Women of the World
COMPILED BY DANIELLE TATE-STRATTON
Two women from Sudbury, Ontario recently launched a company called BAM North Productions. The film company aims to document the unique ways that women experience adventure trips as opposed to their male counterparts or on trips with mixed gender participants. The company will film adventures undertaken by Wild Women Expeditions, which leads female-only trips across Canada.
The United Nations AIDS agency recently launched a new program designed to improve and increase treatment and prevention for women with HIV/AIDS, currently the leading cause of death for women aged 15–49. The program will last for five years and is designed to improve gender equality in relation to the disease by providing information and tools for women to protect themselves.
Forty-four-year-old Constable Annie (her last name is protected for security reasons) from Montreal is the only policewoman working as a police mentor in Afghanistan. She is spending nine months volunteering to teach ten policewomen how to be more effective officers in a country where female cops are targeted by insurgents simply because of their gender, and where life on the job is constantly dangerous.
Draft legislation in France, slated to enter debate in March, would force women who wear the full Islamic veil to pay a fine equivalent to approximately ¥120,000, a matter of security according to politician Jean-François Copé.

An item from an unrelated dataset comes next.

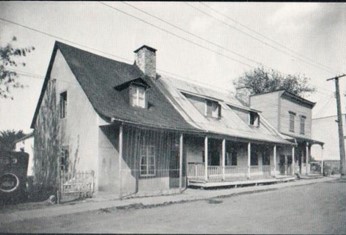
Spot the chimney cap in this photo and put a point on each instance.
(145, 46)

Husbands who force their wives to wear the veil may face an even larger fine.
A South Carolina state House budget panel recently approved a measure that would end health insurance payments for abortion for women who became pregnant through rape or incest. Meanwhile, in Florida, a bill entitled the Florida for Life Act was introduced. If passed, the Act would ban abortion in nearly every case, including rape or incest.
The US National Cancer Institute at the National Institutes of Health studied 6,000 women and found that taking bisphosphonates typically used for treating osteoporosis (such as Fosamax or Boniva) for over two years could lower the risk of breast cancer by up to 30 percent in women who are not obese. According to researchers, obese women may have higher levels of estrogen, which may reduce the ability of the bisphosphonates to prevent cancer.
The University of Zurich studied 59,000 international travellers and found that women were more likely to come down with gastrointestinal disorders, colds, and urinary tract infections, as well as suffering from adverse reactions to medications, whereas male travellers were found to be more susceptible to fevers, diseases borne by ticks and mosquitoes, frostbite, and sexually transmitted infection. Researcher Dr. Patricia Schlagenhauf suggests that the results of the study allow travellers to more effectively prepare for their journeys by packing medicines for diseases they are more likely to contract.
Twenty-one-year-old skier Marjan Kalhor became the first Iranian woman to compete at a Winter Olympics during the Games in Vancouver. She was the flag-bearer for her delegation and competed with a headscarf under her helmet, telling reporters that as skiing is a sport that requires you to be fully dressed, there are no problems with the Islamic dress code.
Human rights groups in Uzbekistan recently claimed that the government has launched a program to force women to get sterilised. As of mid-February each doctor is to convince two women per month to have a hysterectomy. As well, the country’s 80,000 physicians are to encourage these procedures as effective birth control.
According to the Federal Reserve Bank of New York, women were able to fare better during the recent economic downturn than men, largely due to the type of jobs lost—those in the construction and manufacturing industries—which remain male-dominated.
For the first time, the US military is planning to allow women to serve on its submarines, a change that could take effect as early as mid-April, pending approval from Congress.
Spain recently amended its abortion laws, allowing girls aged 16 and 17 to obtain an abortion without their parents’ consent and freeing women to have an abortion up to 14 weeks into pregnancy without risking time in jail. The new laws also allow for an abortion up to 22 weeks into pregnancy if two doctors show that the women’s health is at risk, or if the fetus is malformed.
Independent watchdog organisation Freedom House recently released the results of a five-year study in the Middle East and Africa, which showed that in 15 of the 18 countries studied, women have made modest gains in terms of winning rights and gaining freedom, especially in Kuwait, Algeria, and Jordan.
A University of Calgary study has shown that women who don’t receive the clot-busting drug tPA after suffering a stroke may suffer from more serious consequences than men who don’t receive it. However, for men and women who received the drug, the outcome following a stroke was equally positive.